Сейчас Анна вспомнила: сердце не ёкнуло, не отозвалось. Перед бурей всегда безветрие. Никаких предчувствий. И это знамение: слёзы льют в тишине.
Взорвался отец:
– В балаганчик? Мы?!
– Развлечёмся, худого не будет, – успокоила мама.
– Развлекаться бы только. Зритель и есть мерило искусства. Комедии – порождения века пустого. Одухотворённому времени нужны герои.
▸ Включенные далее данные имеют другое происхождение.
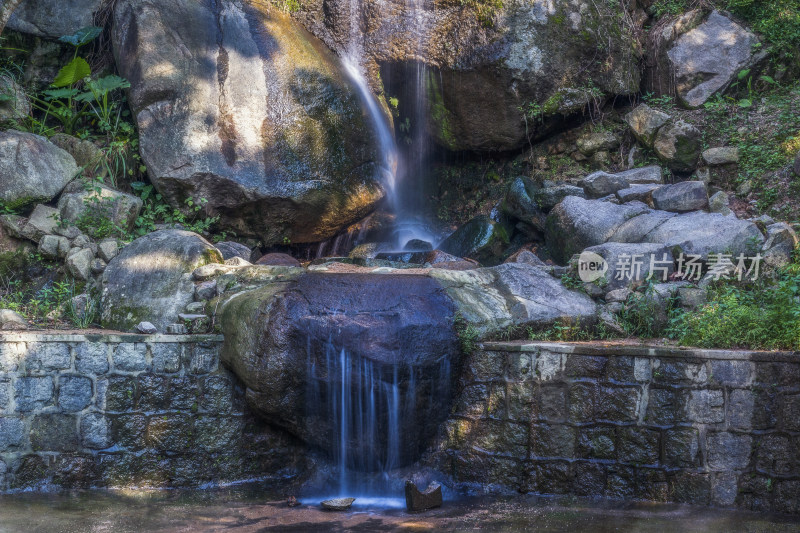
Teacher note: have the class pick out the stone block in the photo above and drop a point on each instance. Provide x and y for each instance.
(11, 355)
(32, 393)
(121, 393)
(681, 448)
(740, 409)
(728, 451)
(173, 433)
(203, 359)
(74, 393)
(706, 406)
(130, 357)
(95, 431)
(54, 433)
(733, 373)
(597, 443)
(91, 358)
(552, 441)
(12, 433)
(638, 446)
(129, 431)
(166, 357)
(618, 404)
(218, 434)
(47, 356)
А судьба героев трагична.
«Почему всех вокруг так восхищают страдания? – думала Анна. – Неужели радость пресна?».
Видно, радость их застоялась, как в вода в рукавах реки, превратилась в настойку тоски.
Поутру северный ветер разогнал тяжёлые облака. Над верандой в светлеющем небе остророгий месяц повис. Загадать на растущий?
– Предсказания наши сбываются! Кто-нибудь хочет проверить?
Комедианты высмеивали суеверия. Спектакль о чародеях кончился, но никто не хотел расходиться. И тогда волшебник на бис возник над толпой. В узких туфлях и колпаке с бубенцами похожий на шута. Глаза, подведённые угольно-чёрным, смеялись. Встретились взгляды – и рванулась душа.
У отца бывало такое же выражение лица, когда любовался закатами. «Внезапное поражение красотой», – шутила мама.
Шут-волшебник подал руку, помог Анне подняться на сцену. Легко впустил в свою жизнь. Вместе смотрели на зрителей с помоста, словно с другого берега. Театр – мистерия, игра времени и судьбы. А глаза под гримом – прозрачные, как ручей. Знают всё о ней: что было, что есть и что будет.
– Ты не спеши убегать. Мне хорошо с тобой рядом, – шепнул на ухо. И локон от дыхания взвился, затрепетал.
Вот оно: быть единственной!
В дворянских гостиных все друг к другу обращались на «вы». Анне чудилось, что за спиной кто-то прячется. Оборачивалась незаметно и видела воздуха пустоту, или стену, или своё отражение в зеркале. С годами множилось «вы» за плечами, призрачный рой личин.
Лицемерие – когда лица, как маски, подбирают под фраки и платья для балов, званых ужинов, игр. Каждый из нас играет. Разные роли от случая к случаю. Случаи непредсказуемы, мысли-чувства-поступки случайны.